لَقَدْ خَلَقْنَا ٱلْإِنسَٰنَ فِىٓ أَحْسَنِ تَقْوِيمٍ ﴿٤

biz, hakıykat, insanı en güzel bir biçimde yaratdık.

— Hasan Basri Çantay

ثُمَّ رَدَدْنَٰهُ أَسْفَلَ سَٰفِلِينَ ﴿٥

Sonra onu aşağıların aşağısına çevirdik.

— Hasan Basri Çantay

إِلَّا ٱلَّذِينَ ءَامَنُواْ وَعَمِلُواْ ٱلصَّٰلِحَٰتِ فَلَهُمْ أَجْرٌ غَيْرُ مَمْنُونٍ ﴿٦

Ancak îman edib de güzel güzel amel (ve hareket) lerde bulunanlar başka.
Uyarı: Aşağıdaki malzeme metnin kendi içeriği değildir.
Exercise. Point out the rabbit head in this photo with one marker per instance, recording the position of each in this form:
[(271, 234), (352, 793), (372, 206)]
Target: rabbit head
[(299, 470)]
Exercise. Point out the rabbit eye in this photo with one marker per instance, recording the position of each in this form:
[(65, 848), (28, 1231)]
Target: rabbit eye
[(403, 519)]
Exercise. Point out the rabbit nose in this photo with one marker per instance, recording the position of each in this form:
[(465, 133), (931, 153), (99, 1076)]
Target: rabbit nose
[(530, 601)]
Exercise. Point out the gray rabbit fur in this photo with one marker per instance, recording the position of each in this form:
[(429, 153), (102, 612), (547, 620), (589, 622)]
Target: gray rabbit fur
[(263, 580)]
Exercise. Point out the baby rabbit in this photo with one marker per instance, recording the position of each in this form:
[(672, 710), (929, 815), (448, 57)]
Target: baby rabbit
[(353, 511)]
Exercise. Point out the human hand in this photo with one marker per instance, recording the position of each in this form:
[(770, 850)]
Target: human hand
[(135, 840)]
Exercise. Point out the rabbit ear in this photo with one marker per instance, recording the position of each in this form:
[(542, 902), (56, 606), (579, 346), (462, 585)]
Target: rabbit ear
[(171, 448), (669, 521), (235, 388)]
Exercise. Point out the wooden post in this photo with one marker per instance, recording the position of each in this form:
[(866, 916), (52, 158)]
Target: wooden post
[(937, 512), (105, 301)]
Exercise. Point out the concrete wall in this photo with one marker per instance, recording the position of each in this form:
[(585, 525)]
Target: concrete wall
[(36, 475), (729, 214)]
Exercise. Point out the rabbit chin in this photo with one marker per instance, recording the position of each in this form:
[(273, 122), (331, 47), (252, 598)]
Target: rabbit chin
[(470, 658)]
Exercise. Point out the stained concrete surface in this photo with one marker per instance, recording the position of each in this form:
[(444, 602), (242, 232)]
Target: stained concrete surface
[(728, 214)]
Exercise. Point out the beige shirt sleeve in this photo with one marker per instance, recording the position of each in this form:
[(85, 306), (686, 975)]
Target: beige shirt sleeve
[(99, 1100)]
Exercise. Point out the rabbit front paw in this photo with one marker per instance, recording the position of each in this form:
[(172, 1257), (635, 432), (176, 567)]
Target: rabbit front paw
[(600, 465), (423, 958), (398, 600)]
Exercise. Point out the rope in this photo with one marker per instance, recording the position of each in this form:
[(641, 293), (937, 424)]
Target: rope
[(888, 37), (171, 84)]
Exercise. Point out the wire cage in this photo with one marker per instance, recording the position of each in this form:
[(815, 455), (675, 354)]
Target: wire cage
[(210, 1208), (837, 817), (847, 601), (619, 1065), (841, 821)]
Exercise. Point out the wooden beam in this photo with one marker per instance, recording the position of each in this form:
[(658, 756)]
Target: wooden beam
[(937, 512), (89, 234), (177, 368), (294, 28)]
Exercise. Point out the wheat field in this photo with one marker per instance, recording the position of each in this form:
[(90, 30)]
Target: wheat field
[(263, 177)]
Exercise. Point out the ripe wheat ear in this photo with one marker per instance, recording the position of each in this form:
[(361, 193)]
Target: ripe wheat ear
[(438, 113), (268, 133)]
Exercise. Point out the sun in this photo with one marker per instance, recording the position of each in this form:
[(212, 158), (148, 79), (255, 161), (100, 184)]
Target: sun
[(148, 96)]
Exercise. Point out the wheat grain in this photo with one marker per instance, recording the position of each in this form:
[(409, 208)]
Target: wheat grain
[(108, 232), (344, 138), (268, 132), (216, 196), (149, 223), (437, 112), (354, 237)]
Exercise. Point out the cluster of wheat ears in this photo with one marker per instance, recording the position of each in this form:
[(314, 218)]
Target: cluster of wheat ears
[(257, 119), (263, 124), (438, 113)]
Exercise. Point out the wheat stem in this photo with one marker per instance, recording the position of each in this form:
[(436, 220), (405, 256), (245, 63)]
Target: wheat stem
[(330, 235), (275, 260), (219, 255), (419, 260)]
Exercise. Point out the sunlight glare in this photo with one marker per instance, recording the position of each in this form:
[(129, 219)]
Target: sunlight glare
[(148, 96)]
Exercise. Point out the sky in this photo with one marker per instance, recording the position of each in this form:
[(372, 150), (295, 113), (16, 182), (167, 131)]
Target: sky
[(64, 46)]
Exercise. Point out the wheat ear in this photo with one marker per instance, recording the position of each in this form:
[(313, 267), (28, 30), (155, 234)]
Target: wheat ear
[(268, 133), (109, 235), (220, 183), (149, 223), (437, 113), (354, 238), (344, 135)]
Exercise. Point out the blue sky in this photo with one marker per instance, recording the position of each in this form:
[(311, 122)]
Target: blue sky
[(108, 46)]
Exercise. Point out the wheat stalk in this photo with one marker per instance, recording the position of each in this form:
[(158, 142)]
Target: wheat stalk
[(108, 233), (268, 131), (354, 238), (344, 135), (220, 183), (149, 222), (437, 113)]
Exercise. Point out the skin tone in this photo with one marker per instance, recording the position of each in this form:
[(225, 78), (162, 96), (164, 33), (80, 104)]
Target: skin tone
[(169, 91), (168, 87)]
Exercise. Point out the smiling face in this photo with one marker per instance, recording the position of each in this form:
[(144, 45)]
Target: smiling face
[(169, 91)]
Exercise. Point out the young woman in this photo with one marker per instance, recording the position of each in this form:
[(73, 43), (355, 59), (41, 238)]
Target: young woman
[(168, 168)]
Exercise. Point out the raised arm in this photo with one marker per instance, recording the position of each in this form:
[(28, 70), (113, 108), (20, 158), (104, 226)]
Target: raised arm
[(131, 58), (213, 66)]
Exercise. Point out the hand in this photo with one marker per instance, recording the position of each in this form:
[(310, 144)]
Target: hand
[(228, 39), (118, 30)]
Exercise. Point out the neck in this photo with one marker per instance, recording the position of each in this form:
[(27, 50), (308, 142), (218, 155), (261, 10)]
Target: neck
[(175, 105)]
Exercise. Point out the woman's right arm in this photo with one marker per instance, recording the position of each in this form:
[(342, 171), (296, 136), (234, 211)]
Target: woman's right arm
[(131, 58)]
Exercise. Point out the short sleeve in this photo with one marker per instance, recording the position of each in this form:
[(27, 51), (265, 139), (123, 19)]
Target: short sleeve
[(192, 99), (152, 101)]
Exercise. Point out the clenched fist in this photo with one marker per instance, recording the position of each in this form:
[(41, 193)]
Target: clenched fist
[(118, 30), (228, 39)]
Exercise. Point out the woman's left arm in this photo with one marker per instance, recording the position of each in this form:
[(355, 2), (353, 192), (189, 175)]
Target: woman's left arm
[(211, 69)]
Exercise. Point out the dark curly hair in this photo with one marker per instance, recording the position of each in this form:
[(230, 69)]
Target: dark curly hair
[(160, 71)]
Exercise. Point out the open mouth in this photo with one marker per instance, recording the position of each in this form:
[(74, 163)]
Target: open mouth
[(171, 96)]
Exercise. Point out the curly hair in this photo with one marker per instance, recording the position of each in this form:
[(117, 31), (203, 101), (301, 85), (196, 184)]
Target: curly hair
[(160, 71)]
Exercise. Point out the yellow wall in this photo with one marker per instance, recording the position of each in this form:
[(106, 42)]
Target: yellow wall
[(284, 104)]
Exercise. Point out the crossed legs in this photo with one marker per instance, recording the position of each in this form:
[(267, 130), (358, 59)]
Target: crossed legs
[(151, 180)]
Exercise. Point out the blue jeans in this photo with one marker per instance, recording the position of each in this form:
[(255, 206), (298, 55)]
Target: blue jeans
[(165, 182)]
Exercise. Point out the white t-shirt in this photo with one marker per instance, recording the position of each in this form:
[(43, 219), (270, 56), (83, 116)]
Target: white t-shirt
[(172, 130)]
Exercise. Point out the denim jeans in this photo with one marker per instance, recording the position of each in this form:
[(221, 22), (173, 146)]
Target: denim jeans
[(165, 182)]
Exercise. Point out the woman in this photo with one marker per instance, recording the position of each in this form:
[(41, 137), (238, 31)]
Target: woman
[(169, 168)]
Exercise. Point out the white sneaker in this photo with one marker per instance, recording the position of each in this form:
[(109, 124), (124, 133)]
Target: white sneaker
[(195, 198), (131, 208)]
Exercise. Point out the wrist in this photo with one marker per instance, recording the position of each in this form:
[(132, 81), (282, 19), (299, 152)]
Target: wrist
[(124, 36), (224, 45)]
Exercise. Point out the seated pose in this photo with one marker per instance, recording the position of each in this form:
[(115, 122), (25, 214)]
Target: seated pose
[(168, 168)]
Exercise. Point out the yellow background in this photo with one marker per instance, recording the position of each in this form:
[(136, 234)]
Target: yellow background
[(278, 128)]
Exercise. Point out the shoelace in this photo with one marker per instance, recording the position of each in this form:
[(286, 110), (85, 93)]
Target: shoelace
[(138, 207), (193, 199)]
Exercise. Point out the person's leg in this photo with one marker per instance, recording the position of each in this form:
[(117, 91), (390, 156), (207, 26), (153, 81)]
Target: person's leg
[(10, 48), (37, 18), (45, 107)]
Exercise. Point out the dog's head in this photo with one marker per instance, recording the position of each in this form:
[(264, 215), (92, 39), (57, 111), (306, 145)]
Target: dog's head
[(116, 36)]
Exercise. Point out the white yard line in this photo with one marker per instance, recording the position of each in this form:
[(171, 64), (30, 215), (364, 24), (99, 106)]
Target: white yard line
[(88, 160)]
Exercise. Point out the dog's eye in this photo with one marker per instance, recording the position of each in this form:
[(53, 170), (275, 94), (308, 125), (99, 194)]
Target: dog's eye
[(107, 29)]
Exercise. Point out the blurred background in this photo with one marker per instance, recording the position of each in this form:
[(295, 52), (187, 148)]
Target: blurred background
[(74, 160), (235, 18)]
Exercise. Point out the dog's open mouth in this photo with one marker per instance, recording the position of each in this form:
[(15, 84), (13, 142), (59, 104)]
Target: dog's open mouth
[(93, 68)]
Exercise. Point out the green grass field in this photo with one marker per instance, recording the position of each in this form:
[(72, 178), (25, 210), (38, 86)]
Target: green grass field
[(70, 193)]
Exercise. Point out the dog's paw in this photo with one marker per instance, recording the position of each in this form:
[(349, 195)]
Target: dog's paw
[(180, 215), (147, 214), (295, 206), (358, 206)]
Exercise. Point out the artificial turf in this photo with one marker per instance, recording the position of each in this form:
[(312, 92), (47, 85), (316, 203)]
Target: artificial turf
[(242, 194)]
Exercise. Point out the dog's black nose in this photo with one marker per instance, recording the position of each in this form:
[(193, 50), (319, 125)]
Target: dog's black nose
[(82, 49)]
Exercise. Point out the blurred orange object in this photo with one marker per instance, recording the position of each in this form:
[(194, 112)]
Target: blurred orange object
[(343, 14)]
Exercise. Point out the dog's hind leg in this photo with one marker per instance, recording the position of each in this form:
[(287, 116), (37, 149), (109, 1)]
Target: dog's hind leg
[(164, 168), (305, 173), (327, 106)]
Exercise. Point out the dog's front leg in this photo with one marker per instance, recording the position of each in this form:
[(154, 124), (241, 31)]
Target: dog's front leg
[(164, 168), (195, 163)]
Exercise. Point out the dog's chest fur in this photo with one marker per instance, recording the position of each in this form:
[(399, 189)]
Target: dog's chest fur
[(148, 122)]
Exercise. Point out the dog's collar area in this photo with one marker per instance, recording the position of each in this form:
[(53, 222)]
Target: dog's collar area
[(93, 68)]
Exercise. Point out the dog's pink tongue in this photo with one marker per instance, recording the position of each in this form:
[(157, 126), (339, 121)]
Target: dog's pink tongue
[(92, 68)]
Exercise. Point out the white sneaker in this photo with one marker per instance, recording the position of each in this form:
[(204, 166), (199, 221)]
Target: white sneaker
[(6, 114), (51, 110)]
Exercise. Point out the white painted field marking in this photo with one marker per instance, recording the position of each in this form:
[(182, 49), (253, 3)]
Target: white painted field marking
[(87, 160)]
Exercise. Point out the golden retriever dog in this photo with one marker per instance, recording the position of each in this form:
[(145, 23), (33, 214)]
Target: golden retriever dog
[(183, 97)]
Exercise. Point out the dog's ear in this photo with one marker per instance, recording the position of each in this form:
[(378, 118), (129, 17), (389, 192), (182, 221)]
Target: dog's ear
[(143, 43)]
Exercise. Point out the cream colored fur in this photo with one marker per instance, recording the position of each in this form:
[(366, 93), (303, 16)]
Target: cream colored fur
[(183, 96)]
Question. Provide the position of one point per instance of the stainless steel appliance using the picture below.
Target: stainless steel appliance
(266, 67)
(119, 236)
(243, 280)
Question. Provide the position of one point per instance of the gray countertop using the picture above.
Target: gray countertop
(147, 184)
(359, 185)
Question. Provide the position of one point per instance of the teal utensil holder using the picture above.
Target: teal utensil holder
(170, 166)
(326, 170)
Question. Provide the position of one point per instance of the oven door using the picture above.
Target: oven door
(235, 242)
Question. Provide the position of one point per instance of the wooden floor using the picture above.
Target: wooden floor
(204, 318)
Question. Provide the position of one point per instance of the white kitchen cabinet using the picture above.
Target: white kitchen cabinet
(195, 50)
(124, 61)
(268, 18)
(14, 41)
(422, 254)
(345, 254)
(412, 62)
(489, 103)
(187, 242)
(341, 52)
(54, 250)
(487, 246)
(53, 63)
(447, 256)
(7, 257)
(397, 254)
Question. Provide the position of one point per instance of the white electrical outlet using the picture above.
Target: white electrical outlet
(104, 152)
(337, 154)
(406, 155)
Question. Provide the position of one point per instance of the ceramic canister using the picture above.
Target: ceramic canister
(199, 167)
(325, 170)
Çünkü onlar için (bitmez) kesilmez mükâfat vardır.

— Hasan Basri Çantay

فَمَا يُكَذِّبُكَ بَعْدُ بِٱلدِّينِ ﴿٧

O halde (bunca delillerin huzuurundan) sonra hangi şey (haber verdiğin o ba's ve) ceza husuusunda sana yalan isnâd edebilir?

— Hasan Basri Çantay

أَلَيْسَ ٱللَّهُ بِأَحْكَمِ ٱلْحَٰكِمِينَ ﴿٨

Allah, haakimlerin haakimi değil mi?